The proposed actions in the governor’s latest executive order applies only to urban and institutional water users, not agriculture. Agriculture uses roughly 80 percent of the water consumed in California.
[Original Story] The pounding rain that arrived early Monday morning may have been strong enough to rattle a few windows, but it won’t be enough to extricate the South Coast from the drought. Thus far, slightly more than two inches were reported on San Marcos Pass — enough to temporarily raise concerns about the possibility of debris flow in the scar area of last summer’s Alisal Fire. The cities of Santa Barbara and Goleta got even less. Undoubtedly it will help some, but given that California is now in the 776th day of one of the most prolonged droughts in recorded state history, it will not be enough.
This Tuesday, the Santa Barbara City Council will review its water supply portfolio. The early indications are somewhat reassuring: If California is on the deck of the Titanic, at least Santa Barbara is in a very nice deck chair. In part, that’s because city water planners have been preparing for the worst by allowing groundwater basins to recharge over the past three years with water from the city’s desalination plant.
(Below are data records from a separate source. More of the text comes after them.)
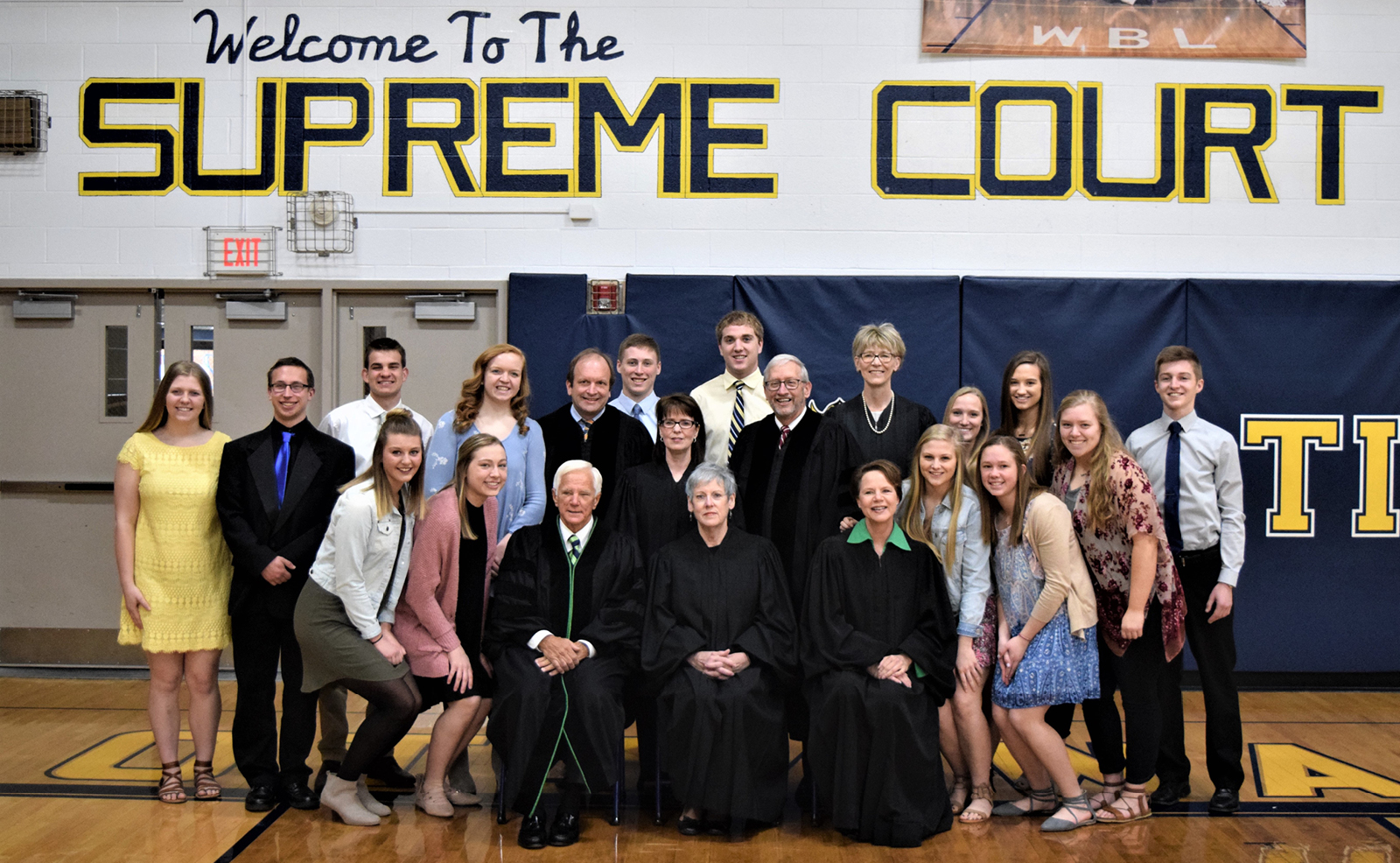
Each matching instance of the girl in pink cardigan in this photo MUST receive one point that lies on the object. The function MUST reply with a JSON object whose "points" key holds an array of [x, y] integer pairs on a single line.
{"points": [[444, 610]]}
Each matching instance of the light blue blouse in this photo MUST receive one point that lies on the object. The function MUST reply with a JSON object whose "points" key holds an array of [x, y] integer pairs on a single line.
{"points": [[522, 498], [970, 578]]}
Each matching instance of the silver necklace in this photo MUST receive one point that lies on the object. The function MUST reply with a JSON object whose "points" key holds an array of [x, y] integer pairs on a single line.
{"points": [[870, 417]]}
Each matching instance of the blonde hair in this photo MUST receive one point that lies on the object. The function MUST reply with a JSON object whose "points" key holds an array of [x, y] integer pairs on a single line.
{"points": [[986, 417], [158, 413], [396, 422], [1098, 505], [464, 460], [881, 335], [473, 391], [917, 527]]}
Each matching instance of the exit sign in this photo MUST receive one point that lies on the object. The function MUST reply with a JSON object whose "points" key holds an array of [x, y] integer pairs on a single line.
{"points": [[244, 251]]}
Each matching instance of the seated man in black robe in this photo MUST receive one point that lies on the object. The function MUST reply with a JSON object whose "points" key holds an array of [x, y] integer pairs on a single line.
{"points": [[720, 643], [879, 648], [592, 431], [793, 471], [564, 634]]}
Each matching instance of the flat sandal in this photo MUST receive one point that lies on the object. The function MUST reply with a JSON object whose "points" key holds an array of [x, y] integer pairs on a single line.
{"points": [[206, 788], [172, 786]]}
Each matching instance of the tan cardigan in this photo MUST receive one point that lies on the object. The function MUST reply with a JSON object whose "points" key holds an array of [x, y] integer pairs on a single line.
{"points": [[1050, 533]]}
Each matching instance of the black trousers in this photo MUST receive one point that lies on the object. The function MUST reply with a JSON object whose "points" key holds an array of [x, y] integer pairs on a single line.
{"points": [[262, 641], [1213, 645], [1138, 676]]}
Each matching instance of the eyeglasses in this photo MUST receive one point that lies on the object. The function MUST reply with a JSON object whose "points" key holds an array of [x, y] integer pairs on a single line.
{"points": [[872, 357], [788, 385]]}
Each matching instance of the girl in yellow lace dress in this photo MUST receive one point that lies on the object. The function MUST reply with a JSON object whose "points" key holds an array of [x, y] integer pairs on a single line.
{"points": [[174, 568]]}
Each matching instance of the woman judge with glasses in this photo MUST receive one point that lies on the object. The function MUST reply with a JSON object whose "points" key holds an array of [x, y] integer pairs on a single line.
{"points": [[884, 424], [650, 502]]}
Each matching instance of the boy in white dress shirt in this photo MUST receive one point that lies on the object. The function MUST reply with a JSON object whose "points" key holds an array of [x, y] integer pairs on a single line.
{"points": [[1194, 470]]}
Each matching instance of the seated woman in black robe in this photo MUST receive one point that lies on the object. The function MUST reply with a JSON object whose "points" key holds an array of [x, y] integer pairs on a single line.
{"points": [[650, 501], [720, 645], [878, 653]]}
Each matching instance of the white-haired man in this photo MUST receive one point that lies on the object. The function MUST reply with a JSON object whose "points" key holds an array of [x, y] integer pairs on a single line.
{"points": [[564, 635]]}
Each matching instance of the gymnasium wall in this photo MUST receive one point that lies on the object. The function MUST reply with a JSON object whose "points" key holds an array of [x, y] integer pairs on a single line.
{"points": [[802, 160], [795, 184]]}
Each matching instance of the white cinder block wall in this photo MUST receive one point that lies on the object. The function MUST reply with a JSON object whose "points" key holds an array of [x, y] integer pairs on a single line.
{"points": [[826, 217]]}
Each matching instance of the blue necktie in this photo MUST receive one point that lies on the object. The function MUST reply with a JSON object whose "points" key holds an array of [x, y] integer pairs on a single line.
{"points": [[1172, 499], [279, 466]]}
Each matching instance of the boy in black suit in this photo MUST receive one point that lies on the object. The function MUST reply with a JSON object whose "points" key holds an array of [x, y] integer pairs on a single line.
{"points": [[276, 489]]}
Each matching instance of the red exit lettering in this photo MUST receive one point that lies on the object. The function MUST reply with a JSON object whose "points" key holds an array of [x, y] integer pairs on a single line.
{"points": [[242, 251]]}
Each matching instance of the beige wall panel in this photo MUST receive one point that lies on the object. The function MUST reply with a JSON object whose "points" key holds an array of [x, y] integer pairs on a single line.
{"points": [[242, 354], [440, 352]]}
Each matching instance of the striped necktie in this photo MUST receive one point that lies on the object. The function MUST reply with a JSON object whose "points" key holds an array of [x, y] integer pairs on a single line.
{"points": [[737, 420]]}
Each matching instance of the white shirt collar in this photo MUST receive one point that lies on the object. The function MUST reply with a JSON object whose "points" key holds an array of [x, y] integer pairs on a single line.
{"points": [[583, 533], [793, 424]]}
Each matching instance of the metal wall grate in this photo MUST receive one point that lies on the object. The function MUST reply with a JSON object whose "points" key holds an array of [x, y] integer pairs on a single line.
{"points": [[24, 121]]}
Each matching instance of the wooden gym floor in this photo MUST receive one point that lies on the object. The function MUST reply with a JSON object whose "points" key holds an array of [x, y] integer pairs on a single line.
{"points": [[77, 771]]}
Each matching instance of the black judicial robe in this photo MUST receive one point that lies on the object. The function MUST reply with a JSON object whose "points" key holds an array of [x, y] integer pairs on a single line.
{"points": [[724, 740], [538, 719], [795, 496], [896, 443], [872, 744], [615, 443]]}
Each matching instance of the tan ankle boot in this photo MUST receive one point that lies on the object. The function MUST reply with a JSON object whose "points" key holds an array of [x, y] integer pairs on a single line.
{"points": [[340, 796], [368, 802]]}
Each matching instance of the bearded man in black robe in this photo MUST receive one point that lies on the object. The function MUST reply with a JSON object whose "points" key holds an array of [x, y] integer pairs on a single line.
{"points": [[564, 635], [720, 645]]}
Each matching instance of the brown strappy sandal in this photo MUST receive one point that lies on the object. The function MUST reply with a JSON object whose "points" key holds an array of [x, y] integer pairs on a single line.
{"points": [[973, 813], [172, 786], [206, 788]]}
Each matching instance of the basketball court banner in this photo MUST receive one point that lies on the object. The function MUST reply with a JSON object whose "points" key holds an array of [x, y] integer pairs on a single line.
{"points": [[1117, 28]]}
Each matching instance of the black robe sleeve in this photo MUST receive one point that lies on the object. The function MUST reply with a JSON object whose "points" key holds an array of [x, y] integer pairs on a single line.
{"points": [[620, 594], [830, 639], [515, 610], [772, 639]]}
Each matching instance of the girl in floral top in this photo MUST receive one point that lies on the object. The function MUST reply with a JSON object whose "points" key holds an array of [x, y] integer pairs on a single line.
{"points": [[1141, 607]]}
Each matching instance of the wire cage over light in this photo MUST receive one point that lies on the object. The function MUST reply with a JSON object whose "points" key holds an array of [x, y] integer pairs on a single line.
{"points": [[24, 121], [321, 223]]}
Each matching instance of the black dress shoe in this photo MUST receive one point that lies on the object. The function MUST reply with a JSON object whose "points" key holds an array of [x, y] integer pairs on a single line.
{"points": [[564, 830], [298, 796], [388, 772], [326, 767], [261, 799], [532, 832], [1224, 802], [1169, 793]]}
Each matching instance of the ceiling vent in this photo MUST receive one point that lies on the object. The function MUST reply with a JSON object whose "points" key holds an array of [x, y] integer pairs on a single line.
{"points": [[321, 223]]}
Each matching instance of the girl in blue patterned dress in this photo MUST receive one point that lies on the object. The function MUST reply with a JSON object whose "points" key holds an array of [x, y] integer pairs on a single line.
{"points": [[1046, 649]]}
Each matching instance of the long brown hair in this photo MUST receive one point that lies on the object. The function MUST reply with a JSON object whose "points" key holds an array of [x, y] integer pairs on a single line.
{"points": [[158, 413], [473, 389], [1040, 450], [1026, 491], [464, 460], [1098, 505], [916, 527], [396, 422], [970, 449]]}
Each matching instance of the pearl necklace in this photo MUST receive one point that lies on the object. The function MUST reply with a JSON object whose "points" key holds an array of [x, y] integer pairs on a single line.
{"points": [[870, 417]]}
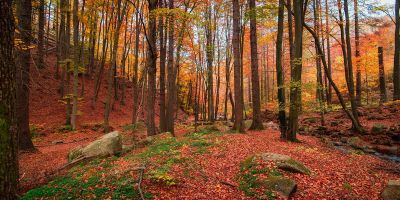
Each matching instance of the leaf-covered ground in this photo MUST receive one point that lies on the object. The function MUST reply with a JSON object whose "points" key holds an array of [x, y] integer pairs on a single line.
{"points": [[206, 165]]}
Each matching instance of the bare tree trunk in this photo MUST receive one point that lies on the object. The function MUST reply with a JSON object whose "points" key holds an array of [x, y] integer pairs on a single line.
{"points": [[279, 71], [151, 67], [257, 122], [357, 46], [135, 88], [8, 119], [328, 52], [320, 85], [238, 125], [396, 60], [171, 77], [163, 56], [350, 65], [40, 59], [111, 75], [296, 70], [382, 81], [210, 59], [76, 65], [24, 10]]}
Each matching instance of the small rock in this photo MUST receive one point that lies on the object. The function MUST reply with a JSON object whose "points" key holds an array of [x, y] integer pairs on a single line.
{"points": [[285, 163], [271, 125], [392, 150], [292, 165], [284, 186], [357, 143], [109, 144], [57, 142], [392, 190]]}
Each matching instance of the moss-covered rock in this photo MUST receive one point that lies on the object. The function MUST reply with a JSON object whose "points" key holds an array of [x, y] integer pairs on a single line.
{"points": [[392, 191], [284, 186], [294, 166], [285, 163]]}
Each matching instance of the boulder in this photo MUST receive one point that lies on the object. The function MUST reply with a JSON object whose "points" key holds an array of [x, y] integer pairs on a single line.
{"points": [[392, 190], [358, 143], [271, 125], [286, 163], [284, 186], [109, 144]]}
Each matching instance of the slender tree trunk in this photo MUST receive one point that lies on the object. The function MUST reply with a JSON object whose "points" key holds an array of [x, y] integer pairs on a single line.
{"points": [[279, 71], [320, 86], [357, 46], [396, 60], [111, 75], [24, 10], [151, 67], [350, 65], [238, 125], [40, 59], [328, 52], [257, 122], [8, 119], [76, 64], [171, 77], [135, 89], [210, 59], [163, 56], [296, 70], [382, 80]]}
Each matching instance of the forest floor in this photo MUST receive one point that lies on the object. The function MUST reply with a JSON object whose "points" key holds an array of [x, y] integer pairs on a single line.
{"points": [[206, 165], [202, 164]]}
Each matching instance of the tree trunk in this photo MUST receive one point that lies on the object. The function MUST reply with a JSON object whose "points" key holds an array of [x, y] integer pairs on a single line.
{"points": [[350, 65], [151, 67], [328, 52], [135, 89], [396, 60], [24, 10], [8, 119], [257, 122], [163, 56], [279, 71], [296, 70], [357, 46], [40, 59], [238, 125], [111, 75], [76, 65], [382, 81], [171, 77]]}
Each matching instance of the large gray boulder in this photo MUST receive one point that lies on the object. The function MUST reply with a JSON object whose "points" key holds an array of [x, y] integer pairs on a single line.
{"points": [[109, 144], [284, 186], [392, 191], [286, 163]]}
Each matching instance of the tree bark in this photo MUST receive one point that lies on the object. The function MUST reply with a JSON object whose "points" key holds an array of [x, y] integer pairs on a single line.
{"points": [[396, 60], [257, 122], [171, 74], [238, 89], [24, 11], [382, 81], [357, 46], [296, 70], [163, 56], [111, 75], [8, 119], [151, 67], [40, 59], [279, 71]]}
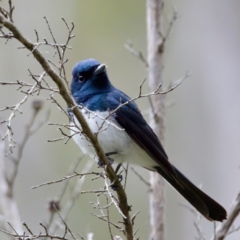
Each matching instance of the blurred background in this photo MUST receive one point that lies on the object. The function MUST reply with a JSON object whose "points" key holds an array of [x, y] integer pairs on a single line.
{"points": [[202, 118]]}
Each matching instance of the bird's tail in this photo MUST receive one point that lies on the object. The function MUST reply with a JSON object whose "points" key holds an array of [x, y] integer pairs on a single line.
{"points": [[208, 207]]}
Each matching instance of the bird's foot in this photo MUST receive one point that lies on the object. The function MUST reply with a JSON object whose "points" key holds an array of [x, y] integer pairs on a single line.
{"points": [[114, 187], [110, 160]]}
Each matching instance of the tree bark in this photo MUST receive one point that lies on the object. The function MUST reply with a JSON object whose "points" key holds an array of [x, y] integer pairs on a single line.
{"points": [[157, 113]]}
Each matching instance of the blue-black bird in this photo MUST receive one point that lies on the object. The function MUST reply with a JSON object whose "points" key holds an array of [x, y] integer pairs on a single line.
{"points": [[125, 135]]}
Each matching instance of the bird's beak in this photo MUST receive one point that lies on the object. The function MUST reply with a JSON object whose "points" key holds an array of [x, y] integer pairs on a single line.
{"points": [[101, 68]]}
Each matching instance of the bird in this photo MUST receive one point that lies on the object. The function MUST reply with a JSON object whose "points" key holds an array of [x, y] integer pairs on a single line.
{"points": [[124, 134]]}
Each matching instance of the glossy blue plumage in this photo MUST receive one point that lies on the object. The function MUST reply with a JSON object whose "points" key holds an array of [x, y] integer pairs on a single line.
{"points": [[127, 133]]}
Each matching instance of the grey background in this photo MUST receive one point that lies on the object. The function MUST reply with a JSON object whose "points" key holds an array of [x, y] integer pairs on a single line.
{"points": [[202, 127]]}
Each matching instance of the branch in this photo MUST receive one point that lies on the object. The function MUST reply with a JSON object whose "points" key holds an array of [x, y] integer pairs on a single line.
{"points": [[7, 201], [123, 204]]}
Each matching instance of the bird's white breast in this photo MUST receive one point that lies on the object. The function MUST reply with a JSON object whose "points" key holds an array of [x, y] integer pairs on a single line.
{"points": [[112, 138]]}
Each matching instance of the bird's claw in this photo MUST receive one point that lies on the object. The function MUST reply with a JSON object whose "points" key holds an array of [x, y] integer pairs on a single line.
{"points": [[114, 187], [101, 164]]}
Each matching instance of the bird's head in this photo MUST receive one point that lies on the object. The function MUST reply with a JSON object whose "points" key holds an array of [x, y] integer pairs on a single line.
{"points": [[89, 77]]}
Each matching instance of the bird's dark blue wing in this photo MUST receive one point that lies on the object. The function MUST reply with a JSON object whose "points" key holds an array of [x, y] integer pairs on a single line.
{"points": [[130, 119]]}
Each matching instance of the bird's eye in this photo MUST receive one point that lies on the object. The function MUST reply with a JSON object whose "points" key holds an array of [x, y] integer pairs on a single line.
{"points": [[80, 78]]}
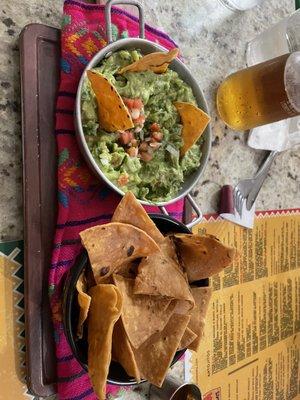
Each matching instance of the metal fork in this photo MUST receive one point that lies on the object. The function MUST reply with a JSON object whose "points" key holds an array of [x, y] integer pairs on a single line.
{"points": [[247, 190]]}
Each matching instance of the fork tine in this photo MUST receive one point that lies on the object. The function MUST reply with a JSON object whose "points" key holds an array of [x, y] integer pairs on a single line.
{"points": [[238, 200]]}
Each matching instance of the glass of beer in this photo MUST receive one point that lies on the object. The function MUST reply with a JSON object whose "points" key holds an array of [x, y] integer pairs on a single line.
{"points": [[262, 94]]}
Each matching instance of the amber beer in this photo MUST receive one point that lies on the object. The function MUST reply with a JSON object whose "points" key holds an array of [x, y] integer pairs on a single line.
{"points": [[261, 94]]}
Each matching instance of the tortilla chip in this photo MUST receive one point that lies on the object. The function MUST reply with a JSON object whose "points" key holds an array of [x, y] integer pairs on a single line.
{"points": [[158, 275], [142, 316], [202, 256], [201, 296], [89, 276], [112, 113], [157, 62], [105, 309], [155, 356], [122, 351], [194, 121], [130, 211], [84, 301], [188, 337], [113, 244], [129, 269]]}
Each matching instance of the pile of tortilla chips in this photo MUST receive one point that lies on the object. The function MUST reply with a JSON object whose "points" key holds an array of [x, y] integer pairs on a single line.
{"points": [[143, 305]]}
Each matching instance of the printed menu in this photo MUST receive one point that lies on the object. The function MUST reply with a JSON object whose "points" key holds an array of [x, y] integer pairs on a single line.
{"points": [[251, 348], [12, 329]]}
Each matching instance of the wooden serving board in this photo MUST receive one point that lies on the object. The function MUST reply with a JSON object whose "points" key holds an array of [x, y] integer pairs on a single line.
{"points": [[40, 52]]}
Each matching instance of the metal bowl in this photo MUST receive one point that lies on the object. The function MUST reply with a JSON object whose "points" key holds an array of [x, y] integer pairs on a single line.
{"points": [[146, 47]]}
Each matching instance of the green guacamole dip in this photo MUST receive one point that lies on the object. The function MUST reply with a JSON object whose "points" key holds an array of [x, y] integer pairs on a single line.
{"points": [[160, 178]]}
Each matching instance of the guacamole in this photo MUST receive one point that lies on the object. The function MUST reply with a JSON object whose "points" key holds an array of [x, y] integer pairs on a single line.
{"points": [[146, 159]]}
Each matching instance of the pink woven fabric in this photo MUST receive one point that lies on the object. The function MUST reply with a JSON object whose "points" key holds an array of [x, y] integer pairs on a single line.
{"points": [[83, 200]]}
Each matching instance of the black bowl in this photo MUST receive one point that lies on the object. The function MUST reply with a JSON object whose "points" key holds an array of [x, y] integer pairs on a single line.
{"points": [[117, 374]]}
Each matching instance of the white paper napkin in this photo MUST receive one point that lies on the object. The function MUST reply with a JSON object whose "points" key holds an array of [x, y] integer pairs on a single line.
{"points": [[278, 136]]}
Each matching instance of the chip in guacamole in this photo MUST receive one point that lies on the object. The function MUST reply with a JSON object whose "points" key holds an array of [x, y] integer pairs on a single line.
{"points": [[146, 159]]}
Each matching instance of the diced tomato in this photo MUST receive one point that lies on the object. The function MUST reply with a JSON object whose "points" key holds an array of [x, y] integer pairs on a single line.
{"points": [[128, 102], [146, 156], [143, 146], [155, 127], [132, 151], [133, 103], [157, 136], [137, 103], [140, 120], [125, 137], [135, 113]]}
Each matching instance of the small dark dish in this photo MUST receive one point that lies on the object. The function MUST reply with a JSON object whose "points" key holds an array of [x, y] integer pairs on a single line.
{"points": [[116, 375]]}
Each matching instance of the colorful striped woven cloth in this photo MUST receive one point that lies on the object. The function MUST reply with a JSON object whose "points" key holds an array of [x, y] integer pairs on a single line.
{"points": [[83, 200]]}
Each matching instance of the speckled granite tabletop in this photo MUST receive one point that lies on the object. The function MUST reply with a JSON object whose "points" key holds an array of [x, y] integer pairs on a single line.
{"points": [[212, 40]]}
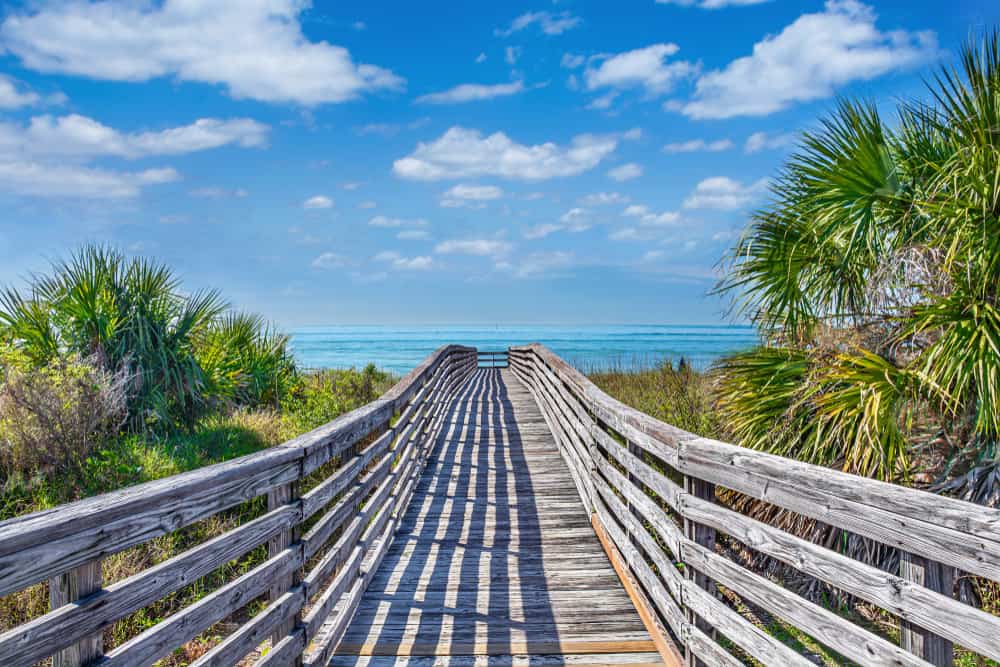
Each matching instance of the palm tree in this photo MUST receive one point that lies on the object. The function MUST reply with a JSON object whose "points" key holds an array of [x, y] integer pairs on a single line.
{"points": [[874, 276]]}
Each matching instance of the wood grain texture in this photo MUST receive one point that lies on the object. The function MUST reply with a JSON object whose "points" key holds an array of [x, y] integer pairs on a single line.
{"points": [[485, 558]]}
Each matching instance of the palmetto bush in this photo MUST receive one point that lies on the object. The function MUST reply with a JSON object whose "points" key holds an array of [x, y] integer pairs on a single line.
{"points": [[183, 352], [874, 277]]}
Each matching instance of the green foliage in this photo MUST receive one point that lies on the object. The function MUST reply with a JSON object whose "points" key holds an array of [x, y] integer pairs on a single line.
{"points": [[246, 362], [323, 395], [184, 353], [679, 396], [54, 415], [874, 274]]}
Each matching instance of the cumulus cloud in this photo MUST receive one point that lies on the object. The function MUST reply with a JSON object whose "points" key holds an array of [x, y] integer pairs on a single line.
{"points": [[808, 60], [472, 92], [539, 264], [256, 50], [470, 195], [625, 172], [413, 235], [329, 260], [401, 263], [466, 153], [603, 199], [723, 193], [48, 156], [76, 136], [649, 218], [215, 192], [384, 221], [699, 146], [11, 97], [762, 141], [645, 68], [318, 202], [478, 247], [548, 22], [76, 181], [711, 4]]}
While it came as big news last week that the state water project would only be delivering 5 percent of the water to which subscriber agencies are contractually entitled — down from 15 percent — city water planners had already been assuming that we’d be getting nothing at all. That being said, city water planners had been hoping to secure an additional 2,000 acre-feet of water this year from ag interests north of the Delta using the state water pipeline infrastructure to transport it here. That hope now seems more of a dream.
City water customers have been tightening their belts considerably — by 25 percent — since the last major drought beginning in 2013. “Community usage still remains on par with what the city used in the 1950s, when the population was half of what it is today,” said Councilmember Kristen Sneddon. She represents the city on the Cachuma Operations and Maintenance Board, the body that manages Lake Cachuma, the reservoir that supplies roughly half the water for the South Coast. Cachuma is roughly half full right now; one quarter of the water in the lake is owned by the City of Santa Barbara. Translated, that’s 23,000 acre-feet worth of water in the lake, slightly more than twice as much water as the city uses a year. “No one knows when this drought will be over,” Sneddon stated. Accordingly, this May, the council and the city’s water commission will begin discussing what serious conservation steps may be necessary to avoid a water shortage beyond 2024.